Isolated BV-2 microglia were trypsinated (trypsin/EDTA; Biochrom), centrifuged at 500 × g for 2 min, and finally resuspended in Neurobasal medium (Invitrogen). As indicated, OHCs were fixed with 4% paraformaldehyde (PFA) and mounted with 3:1 PBS/glycerol. OHCs were then further analyzed with the indicated microscopy approach.

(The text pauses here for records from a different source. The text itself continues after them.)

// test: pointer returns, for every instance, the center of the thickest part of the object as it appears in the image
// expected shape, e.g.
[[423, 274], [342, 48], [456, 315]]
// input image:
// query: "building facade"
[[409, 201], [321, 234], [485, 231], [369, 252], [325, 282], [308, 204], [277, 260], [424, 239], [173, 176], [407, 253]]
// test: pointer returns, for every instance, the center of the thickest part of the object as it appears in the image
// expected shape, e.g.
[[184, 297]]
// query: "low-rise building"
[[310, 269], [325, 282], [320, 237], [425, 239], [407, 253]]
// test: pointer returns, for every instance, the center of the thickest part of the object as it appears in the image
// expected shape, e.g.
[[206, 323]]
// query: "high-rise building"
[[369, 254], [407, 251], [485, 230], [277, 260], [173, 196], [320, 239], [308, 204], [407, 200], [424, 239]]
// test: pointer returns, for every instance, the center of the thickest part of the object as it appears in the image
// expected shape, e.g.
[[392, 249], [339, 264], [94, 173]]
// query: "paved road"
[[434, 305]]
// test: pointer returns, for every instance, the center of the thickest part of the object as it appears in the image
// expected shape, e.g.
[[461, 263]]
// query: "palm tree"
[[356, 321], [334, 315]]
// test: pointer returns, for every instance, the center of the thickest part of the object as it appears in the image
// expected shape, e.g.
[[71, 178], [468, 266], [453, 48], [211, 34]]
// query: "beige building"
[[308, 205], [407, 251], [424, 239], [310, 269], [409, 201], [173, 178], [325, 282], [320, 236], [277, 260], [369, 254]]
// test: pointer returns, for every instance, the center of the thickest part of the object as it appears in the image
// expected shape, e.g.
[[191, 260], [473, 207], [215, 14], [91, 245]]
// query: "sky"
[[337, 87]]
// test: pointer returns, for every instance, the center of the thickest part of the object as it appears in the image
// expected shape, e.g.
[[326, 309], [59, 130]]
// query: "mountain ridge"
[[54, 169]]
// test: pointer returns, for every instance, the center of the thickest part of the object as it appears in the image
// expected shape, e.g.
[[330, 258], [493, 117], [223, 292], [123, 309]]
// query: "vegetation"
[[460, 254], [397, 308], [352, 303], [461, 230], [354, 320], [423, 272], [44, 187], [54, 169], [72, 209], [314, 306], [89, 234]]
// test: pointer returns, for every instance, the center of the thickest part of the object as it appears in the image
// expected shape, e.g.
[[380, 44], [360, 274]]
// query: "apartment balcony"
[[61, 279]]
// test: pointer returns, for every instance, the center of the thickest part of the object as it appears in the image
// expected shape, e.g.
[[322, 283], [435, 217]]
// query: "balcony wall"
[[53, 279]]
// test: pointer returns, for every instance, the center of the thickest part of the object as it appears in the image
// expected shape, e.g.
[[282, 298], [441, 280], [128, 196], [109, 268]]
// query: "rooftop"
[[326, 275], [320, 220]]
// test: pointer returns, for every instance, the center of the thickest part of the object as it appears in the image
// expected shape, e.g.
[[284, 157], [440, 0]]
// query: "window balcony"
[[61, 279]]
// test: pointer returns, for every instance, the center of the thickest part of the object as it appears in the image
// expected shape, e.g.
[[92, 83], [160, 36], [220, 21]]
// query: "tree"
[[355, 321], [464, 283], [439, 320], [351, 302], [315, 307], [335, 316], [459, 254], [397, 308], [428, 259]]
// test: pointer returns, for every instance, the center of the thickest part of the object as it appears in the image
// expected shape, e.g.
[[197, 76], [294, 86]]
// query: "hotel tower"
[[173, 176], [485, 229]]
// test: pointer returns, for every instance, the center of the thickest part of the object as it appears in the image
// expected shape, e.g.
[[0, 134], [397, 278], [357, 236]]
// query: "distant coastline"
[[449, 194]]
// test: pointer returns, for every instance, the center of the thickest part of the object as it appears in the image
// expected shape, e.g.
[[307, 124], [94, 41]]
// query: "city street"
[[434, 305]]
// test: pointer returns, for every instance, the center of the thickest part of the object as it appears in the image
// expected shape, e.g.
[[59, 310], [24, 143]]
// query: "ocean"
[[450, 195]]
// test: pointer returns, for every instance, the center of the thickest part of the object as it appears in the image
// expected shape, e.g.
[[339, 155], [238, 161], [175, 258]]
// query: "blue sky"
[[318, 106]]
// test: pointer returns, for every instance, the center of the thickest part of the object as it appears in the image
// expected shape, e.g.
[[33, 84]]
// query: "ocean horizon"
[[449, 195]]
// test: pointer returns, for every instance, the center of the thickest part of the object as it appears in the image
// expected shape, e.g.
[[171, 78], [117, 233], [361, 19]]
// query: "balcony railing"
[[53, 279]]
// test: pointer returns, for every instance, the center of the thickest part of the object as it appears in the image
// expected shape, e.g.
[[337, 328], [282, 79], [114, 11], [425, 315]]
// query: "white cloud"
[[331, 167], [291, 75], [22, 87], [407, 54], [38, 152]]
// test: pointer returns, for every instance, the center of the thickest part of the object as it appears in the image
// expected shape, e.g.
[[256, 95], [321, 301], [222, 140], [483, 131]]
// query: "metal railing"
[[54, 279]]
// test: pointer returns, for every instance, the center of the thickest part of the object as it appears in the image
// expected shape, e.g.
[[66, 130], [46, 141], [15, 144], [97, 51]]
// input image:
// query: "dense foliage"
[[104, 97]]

Culture of microglia cell line BV2

The BV2 microglia were cultured in (D)MEM supplemented with 10% fetal calf serum (FCS) (Biochrom), 1% pen/strep (Biochrom), and 1% L-glutamine (Biochrom) at a density not exceeding 5 × 105 cells/ml and maintained in 5% CO2 at 37°C. For the application of BV2 microglia, we trypsinated cells (trypsin/EDTA) (Biochrom) and then centrifuged them at 500g for 5 min and resuspended them in neurobasal medium (Gibco). Cell concentration was determined by counting cells in a “Neubauer” hemocytometer, and viability was assessed by trypan blue staining (0.4% trypan blue in PBS) (Sigma). BV2 microglia were applied directly onto 10-day-old OHSC in a volume of 2 μl of neurobasal medium containing 8 × 104 BV2 microglial cells, resulting in pathophysiologically relevant number of microglia numbers in the slice that closely resembling those found in vivo after global ischemia.

Two-photon microscopy

For two-photon microscopy, the endogenous microglial cells were stained with Alexa 568-conjugated Griffonia simplicifolia isolectin B4 (Invitrogen). OHCs were subjected to two-photon microscopy (TPM) using an Olympus BX51WI stage equipped with a XLUMPL ×20, NA 0.95 water dipping lens and a multibeam scan head (LaVision Biotech, Bielefeld, Germany) run at 16 beams with full laser power. Image detection was done with a cooled CCD camera (Imager Intense, LaVision, Goettingen, Germany). Brain slices were imaged in live modus at 800 and 920 nm wavelength of the laser (MaiTai, Spectra physics) using a scanning window of 90 × 150 μm. These positions defined the maximum cube of tissue available for imaging. This cube was then scanned with a resolution in Z of 0.5 μm, first at 920 nm and then at 800 nm wavelength without a filter. The emission of EYFP at 800 nm was negligible as was the emission of Alexa 568 at 920 nm. Image stacks were exported as two independent 8-Bit multilayer TIFF stacks and subsequently reconstructed using the AMIRA software package (Berlin, Germany).

Animals

As mentioned above, for organotypic cultures Wistar rats ((Harlan Winkelmann GmbH, Borchen, Germany) were sacrificed on day 7–9 postnatal. For immunofluorescence microscopy experiments transgenic B6. Cg-TgN (Thy1-YFP)16Jrs mice (The Jackson Laboratory, Charles River, Wilmington, MA) were sacrificed. Briefly, 7–9 day old Wistar rats (Harlan Winkelmann GmbH, Borchen, Germany) were decapitated and their brains quickly removed under sterile conditions. After isolation of the hippocampi, their dorsal halves were cut transversely at 350 μm using a McIlwain tissue chopper (The Mickle Laboratory Engineering Co., Guildford, UK).

Statistical analysis

All data are given as mean ± SEM. Statistical analysis was performed by one-way ANOVA followed by post hoc comparison (Tukey’s test). A value of p < 0.05 was considered statistically significant.

Data Availability

All relevant data are within the manuscript and its Supporting Information files.

Funding Statement

The author(s) received no specific funding for this work.